The use of radar for the systematic recording of bird migration began in the 1950s. A radar emits short pulses of radio-waves and records their echoes from targets, whether birds or aeroplanes. Because radio-waves travel at the constant speed of light, the distance between the radar and the target can be calculated from the time lapse between pulse emission and echo reception. The use of radar revolutionised the study of bird migration because it made observations almost independent of flight altitudes and weather, totally independent of light conditions, and hence fully comparable by day and night. It has taught us much about unseen migration and about the influence of weather on bird movements (Chapter 4). It has provided reliable information on the seasonal and diurnal timing of migration, and on the speed, direction and altitude of flight (for reviews, see Eastwood 1967, Bruderer 1997a, 1997b, Gauthreaux et al. 2003). Radar also swiftly disposed of the idea that migration occurred only in spring and autumn. Birds of one species or another could be seen migrating somewhere on earth at almost any time of year.

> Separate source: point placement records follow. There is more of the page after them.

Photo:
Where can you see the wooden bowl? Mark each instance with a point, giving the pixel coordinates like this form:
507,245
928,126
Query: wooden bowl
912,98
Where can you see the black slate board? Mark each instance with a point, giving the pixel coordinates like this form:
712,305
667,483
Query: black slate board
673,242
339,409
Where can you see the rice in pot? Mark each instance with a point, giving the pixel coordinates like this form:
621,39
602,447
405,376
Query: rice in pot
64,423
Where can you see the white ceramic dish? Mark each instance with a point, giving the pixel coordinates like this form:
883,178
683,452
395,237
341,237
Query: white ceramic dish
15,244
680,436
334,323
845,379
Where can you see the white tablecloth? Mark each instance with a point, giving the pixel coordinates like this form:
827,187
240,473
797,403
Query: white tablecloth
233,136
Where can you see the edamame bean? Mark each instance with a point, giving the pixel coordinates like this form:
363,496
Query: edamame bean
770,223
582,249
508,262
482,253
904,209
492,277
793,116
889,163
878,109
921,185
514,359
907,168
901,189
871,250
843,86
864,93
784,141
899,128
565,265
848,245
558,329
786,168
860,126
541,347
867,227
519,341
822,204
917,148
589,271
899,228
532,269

Individual birds can be followed by radar over enough of their journeys to reveal how they orientate during migration and react to different weather conditions, and hence how their flight behaviour is shaped by prevailing atmospheric conditions. The density of birds on a radar screen cannot be precisely related to the true number of birds flying over (because several birds flying close together may appear as a single echo-spot), but it provides a relative measure of abundance that can be used by day and night.

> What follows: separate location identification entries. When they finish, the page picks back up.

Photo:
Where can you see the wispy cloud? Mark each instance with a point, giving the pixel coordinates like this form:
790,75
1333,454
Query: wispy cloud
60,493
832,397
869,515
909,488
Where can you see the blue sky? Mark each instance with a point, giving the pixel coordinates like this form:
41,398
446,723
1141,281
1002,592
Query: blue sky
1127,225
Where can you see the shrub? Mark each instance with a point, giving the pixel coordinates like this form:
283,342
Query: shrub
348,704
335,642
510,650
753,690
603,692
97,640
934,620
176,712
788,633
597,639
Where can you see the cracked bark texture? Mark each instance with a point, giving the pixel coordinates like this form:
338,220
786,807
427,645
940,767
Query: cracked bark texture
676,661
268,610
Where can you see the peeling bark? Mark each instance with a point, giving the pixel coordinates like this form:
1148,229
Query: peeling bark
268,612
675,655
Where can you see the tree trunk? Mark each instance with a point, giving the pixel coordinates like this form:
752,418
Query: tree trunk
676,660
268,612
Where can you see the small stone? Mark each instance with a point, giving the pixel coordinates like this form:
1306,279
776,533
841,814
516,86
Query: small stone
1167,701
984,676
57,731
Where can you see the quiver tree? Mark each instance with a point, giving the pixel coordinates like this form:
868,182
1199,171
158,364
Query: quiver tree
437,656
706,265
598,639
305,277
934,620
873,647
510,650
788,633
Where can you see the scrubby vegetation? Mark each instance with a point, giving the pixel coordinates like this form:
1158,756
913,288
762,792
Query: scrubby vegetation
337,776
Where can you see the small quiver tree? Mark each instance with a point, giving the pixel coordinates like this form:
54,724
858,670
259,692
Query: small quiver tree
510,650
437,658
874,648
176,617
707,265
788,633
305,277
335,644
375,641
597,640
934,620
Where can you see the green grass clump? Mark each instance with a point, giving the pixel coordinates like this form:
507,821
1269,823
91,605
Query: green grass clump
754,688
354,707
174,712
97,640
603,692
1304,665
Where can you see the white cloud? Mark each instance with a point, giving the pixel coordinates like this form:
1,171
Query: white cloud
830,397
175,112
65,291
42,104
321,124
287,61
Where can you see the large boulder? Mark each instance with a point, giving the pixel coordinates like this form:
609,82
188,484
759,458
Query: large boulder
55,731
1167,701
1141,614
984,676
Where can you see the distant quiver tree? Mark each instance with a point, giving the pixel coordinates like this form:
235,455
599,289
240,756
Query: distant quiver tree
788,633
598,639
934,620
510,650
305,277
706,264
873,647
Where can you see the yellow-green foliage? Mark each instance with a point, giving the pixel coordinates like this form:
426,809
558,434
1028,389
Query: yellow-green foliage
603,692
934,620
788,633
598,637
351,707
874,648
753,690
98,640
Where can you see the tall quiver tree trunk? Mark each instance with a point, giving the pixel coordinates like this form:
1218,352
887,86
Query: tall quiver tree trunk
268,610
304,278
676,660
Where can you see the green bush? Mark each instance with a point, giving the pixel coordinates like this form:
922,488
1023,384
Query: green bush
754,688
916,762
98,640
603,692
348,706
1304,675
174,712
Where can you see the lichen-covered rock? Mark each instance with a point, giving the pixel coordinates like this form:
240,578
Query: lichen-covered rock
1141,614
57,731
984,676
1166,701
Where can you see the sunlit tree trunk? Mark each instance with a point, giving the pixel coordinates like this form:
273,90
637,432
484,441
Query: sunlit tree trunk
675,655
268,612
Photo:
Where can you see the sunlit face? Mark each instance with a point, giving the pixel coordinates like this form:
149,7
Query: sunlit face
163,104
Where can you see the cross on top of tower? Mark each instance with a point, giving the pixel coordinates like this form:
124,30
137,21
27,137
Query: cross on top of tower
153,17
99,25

The most obvious disadvantage of radar work is the cost: the equipment itself is expensive, and trained personnel are needed to maintain and operate it. For the most part, it is available only at a limited number of fixed installations (although mobile units are also available). The main operational drawback is that the identities of the species are usually unknown, apart from broad categories distinguished by body size, flight speed, or wing-beat patterns. The radar echoes often show rhythmic fluctuations that can be recorded and used to estimate the wing-beat frequency. This procedure enables waders and waterfowl (continuous wing-beats) to be distinguished from passerines (wing-beats broken by pauses), and perhaps two size classes in each group. Other drawbacks are that birds flying close to the ground below the radar horizon are usually missed, and back-scatter from the ground can sometimes blur the image. Surveillance radars, like those used for traffic control at airports, have a fan-beam of wide vertical angle (10-30°) and narrow horizontal angle (up to 2°). By rotating the radar antenna, a wide swathe of sky can be scanned for echoes with a high horizontal resolution, but no altitude resolution. Spanning an area of more than 100 km across, surveillance radars are therefore good for studies of migration intensity, speed and general direction. On some modern radar sets, small songbirds can be detected to beyond 100 km, and larger birds to more than 500 km, providing they are high enough (Bruderer 1999). With most radar sets, the displays can be easily recorded on film for subsequent playback and analysis. A useful way of recording the slow-moving echoes of birds is with time-lapse photography, the radar screen with a clock beside it being photographed with a cine camera every 1-2 minutes. Projected at normal speed, a whole night's migration can then be viewed in a few minutes. The combination of records from many different surveillance radars at different locations has been used to provide a broad picture of bird migration on particular dates over large regions including much of North America (Figure 2.1; Lowery & Newman 1966, Gauthreaux et al. 2003). The latter study used a new system of WSR-88D weather surveillance radars. Nocturnal data on such a huge geographical scale could not have been obtained in any other way.